'Liquid Biopsy' Screens Blood for Cancer Before Symptoms Detectable

Trials on 1,400 patients reportedly found the procedure to identify DNA markers worked with up to 90% accuracy

Trials on 1,400 patients reportedly found the procedure to identify DNA markers worked with up to 90% accuracy

Therefore, if further research proves successful and the test starts to be used, it could allow doctors to screen patients for certain kinds of cancer, potentially saving many lives.

Professor Nicholas Turner, from the Institute of Cancer Research in London, described the findings as ‘really exciting' and said that they could potentially be used for ‘universal screening'.

The test will use blood samples to search for cancer.

The tests, called liquid biopsies, screen for cancer by detecting tiny bits of DNA released by cancer cells into blood.

The findings, presented at the American Society of Clinical Oncology (ASCO) meeting in Chicago, were based on a sample of 127 lung cancer patients and 580 healthy people.

The results to be presented at the USA medical conference are for more than 1,400 people, of whom 561 were cancer-free, with no diagnosis, while 845 had been newly diagnosed with the disease.

The test is being hailed as the "holy grail of cancer research" after a trial of about 1,600 people found it could identify DNA markers with up to 90% accuracy.

Simon Stevens, chief executive of NHS England, said such advances in medicine could "dramatically transform" care.

"Detecting cancer early, before it has spread is one of the most powerful ways to ensure more people are offered treatments which give them a better chance of beating the disease", said Fiona Osgun of Cancer Research UK, who was not part of the study.




The test detected 90% of ovarian, 80% of pancreatic and two thirds of bowel cancer cases (66%), according to the research.

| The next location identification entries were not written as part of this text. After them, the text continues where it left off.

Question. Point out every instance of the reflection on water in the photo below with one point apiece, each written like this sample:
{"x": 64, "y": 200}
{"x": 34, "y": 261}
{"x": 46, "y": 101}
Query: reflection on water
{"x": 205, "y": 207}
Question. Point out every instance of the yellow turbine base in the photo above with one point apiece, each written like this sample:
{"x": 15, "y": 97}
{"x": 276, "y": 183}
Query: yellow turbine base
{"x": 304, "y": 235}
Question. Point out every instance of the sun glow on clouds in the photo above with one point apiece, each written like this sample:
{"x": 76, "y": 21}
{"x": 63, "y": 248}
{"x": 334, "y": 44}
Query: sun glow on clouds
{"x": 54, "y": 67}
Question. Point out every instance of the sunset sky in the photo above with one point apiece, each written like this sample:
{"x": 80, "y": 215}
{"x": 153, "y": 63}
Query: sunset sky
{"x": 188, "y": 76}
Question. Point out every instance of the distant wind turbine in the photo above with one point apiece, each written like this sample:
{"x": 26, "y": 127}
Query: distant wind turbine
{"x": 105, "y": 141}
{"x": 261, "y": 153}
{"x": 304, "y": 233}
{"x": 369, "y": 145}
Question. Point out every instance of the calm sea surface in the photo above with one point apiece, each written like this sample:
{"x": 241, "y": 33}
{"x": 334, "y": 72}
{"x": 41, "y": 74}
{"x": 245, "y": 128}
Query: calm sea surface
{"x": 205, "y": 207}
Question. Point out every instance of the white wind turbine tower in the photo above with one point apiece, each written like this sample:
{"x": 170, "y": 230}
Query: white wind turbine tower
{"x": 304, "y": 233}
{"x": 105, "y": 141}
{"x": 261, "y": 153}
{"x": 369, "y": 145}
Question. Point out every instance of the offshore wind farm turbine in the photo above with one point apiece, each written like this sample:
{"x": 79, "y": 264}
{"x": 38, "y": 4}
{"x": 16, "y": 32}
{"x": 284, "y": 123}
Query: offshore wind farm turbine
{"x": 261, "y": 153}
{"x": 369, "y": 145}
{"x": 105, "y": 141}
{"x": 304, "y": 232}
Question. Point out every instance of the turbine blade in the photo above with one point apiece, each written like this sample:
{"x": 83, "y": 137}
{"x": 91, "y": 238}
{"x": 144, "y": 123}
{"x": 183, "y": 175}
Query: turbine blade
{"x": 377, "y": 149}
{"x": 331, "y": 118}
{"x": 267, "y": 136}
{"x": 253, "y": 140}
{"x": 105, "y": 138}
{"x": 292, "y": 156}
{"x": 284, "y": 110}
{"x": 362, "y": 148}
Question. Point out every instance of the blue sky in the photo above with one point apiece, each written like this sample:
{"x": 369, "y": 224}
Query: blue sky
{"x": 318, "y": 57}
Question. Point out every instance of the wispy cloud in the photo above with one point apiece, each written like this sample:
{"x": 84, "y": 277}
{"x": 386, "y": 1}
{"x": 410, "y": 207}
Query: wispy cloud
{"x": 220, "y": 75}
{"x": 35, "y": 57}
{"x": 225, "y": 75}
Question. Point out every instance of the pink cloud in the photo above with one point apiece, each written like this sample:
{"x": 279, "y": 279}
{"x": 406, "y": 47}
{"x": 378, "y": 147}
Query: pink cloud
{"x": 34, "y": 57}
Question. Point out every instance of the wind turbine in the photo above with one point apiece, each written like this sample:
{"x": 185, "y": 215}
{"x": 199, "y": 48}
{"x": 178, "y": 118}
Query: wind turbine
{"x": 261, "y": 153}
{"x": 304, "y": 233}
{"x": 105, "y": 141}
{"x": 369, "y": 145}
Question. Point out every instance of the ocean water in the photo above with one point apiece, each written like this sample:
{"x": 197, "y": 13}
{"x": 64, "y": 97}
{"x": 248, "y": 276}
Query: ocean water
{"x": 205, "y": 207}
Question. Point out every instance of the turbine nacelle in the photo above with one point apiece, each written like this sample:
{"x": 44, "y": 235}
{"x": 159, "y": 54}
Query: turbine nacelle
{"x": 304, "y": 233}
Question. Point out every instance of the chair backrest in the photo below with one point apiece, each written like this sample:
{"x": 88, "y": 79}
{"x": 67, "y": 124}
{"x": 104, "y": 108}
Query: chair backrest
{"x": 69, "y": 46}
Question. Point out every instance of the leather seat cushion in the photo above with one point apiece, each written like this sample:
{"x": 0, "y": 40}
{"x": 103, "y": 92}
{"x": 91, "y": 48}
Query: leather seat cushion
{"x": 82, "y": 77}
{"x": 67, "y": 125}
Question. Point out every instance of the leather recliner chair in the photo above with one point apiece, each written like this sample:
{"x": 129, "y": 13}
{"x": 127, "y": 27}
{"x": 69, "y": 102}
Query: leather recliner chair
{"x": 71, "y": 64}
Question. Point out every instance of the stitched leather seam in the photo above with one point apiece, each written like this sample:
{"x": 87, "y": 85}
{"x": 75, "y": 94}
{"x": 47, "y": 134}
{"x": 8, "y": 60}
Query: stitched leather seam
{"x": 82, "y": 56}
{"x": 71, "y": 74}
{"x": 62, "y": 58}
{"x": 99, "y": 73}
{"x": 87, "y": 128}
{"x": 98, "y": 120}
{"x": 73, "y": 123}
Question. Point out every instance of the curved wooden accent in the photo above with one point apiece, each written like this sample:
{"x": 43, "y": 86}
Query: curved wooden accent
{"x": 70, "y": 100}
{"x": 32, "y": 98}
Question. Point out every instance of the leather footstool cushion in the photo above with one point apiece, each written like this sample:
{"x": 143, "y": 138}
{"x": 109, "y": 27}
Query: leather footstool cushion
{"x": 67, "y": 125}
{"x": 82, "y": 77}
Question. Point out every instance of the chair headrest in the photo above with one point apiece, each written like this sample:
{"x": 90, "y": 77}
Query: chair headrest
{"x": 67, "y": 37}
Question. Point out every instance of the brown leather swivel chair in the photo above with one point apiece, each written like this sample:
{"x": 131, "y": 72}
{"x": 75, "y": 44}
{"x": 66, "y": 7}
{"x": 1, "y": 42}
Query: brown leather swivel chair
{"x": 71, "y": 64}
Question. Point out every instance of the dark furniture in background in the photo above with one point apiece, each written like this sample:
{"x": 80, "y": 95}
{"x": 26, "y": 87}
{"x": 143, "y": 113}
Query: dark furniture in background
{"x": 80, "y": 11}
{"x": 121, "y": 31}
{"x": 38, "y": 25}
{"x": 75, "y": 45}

For several different cancers, the new blood test was able to accurately detect the disease in over 80 percent of affected patients.

"This is potentially the holy grail of cancer research, to find cancers that are now hard to cure at an earlier stage when they are easier to cure, and we hope this test could save many lives", lead study author, Dr Eric Klein, told The Telegraph.

Grail's lung cancer data comes from a wider study that eventually aims to enroll 15,000 participants and cover 20 different types of cancers.

Researchers concluded that they will need to perform more clinical development. It detected 51 percent of early-stage cancers and 89 percent of late-stage cancers.

It opens the possiblity of screening to nip cancer in the bud before any symptoms manifest themselves.

It was less able to pick up stomach, uterine and early-stage low-grade prostate cancer.

The test uses whole genome sequencing.